Visualize distributions with histograms and density plots¶

This is the third installment in a series of blog posts where we reproduce plots from Claus Wilke’s book, Fundamentals of Data Visualization.

This notebook demonstrates how to recreate the single distribution histograms and density plots found in the visualizing distributions chapter of the book.
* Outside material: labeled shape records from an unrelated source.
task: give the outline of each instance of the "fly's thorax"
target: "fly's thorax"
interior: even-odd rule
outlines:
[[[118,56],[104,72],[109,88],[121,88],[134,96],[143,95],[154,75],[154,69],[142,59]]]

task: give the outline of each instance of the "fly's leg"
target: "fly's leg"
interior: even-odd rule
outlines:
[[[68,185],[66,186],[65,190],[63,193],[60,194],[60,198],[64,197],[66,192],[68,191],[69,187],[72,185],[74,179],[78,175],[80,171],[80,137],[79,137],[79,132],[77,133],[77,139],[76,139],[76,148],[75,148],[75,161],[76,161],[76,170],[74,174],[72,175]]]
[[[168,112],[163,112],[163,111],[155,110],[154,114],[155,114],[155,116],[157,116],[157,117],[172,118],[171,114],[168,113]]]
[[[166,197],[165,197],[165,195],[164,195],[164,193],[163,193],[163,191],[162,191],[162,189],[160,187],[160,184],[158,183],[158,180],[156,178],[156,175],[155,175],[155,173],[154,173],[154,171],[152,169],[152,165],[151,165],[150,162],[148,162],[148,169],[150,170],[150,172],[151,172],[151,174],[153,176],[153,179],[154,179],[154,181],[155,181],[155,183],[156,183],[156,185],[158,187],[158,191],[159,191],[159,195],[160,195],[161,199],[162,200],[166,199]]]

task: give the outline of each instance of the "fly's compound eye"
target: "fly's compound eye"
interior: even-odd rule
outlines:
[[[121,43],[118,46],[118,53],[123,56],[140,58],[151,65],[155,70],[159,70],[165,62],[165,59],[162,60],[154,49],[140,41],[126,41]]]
We will use the Bokeh quad() and patch() glyphs to receate the histograms and density plots.

In [1]:
from bokeh.io import output_notebook, export_png

output_notebook()  # render plots inline in notebook
Loading BokehJS ...

Histograms¶

The plots in this sub-section represent the age distribution of the Titanic passengers.
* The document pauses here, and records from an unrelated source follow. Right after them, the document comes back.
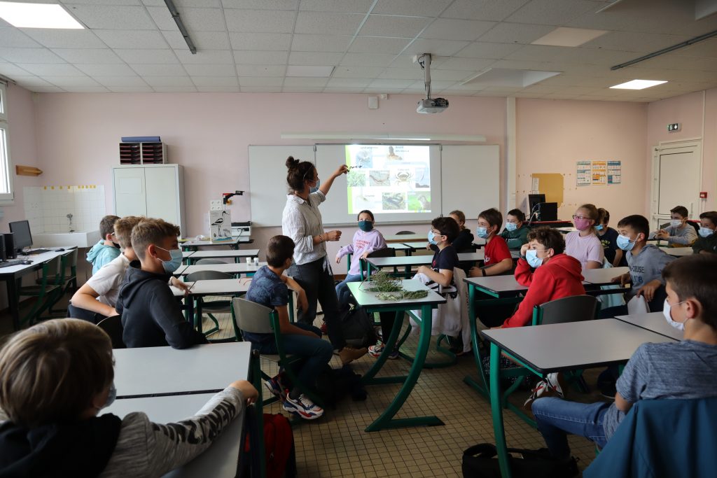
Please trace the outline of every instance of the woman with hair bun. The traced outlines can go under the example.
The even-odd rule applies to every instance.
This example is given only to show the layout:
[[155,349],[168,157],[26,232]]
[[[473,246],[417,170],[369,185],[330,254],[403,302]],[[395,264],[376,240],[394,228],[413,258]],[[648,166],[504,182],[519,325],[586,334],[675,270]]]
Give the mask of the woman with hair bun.
[[356,349],[346,346],[341,333],[338,317],[338,300],[331,265],[326,254],[326,242],[338,241],[341,231],[324,231],[319,204],[326,200],[326,195],[333,180],[348,172],[342,164],[323,184],[313,163],[302,161],[289,156],[286,160],[288,170],[286,182],[289,193],[282,215],[282,234],[296,244],[294,264],[287,273],[294,278],[306,292],[308,308],[298,313],[298,320],[313,324],[316,317],[316,303],[321,304],[328,339],[343,364],[363,356],[366,348]]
The quad() glyph is used to create the histograms.

Data preparation¶

In [2]:
# import the relevant library
import pandas as pd
In [3]:
file = "../data/csv_files/titanic_all.csv"

df = pd.read_csv(file)

ages = df.age.dropna()

ages
Out[3]:
0       29.00
1        2.00
2       30.00
3       25.00
4        0.92
        ...
1308    27.00
1309    26.00
1310    22.00
1311    24.00
1312    29.00
Name: age, Length: 756, dtype: float64

Plotting¶

In [4]:
from bokeh.plotting import figure, show
import numpy as np
In [5]:
# create a function to plot a histogram


def plot_hist(df, step, title):
    """
    Create a histogram plot using Bokeh.

    Args:
        df (array-like): The data to be plotted as a histogram.
        step (float): The width of each bin in the histogram.
        title (str): The title of the plot.

    Returns:
        bokeh.plotting.figure.Figure: The Bokeh figure object representing the histogram plot.

    Raises:
        ValueError: If the input data is empty or contains invalid values.
    """
    # data validation
    if len(df) == 0:
        raise ValueError("Input data is empty.")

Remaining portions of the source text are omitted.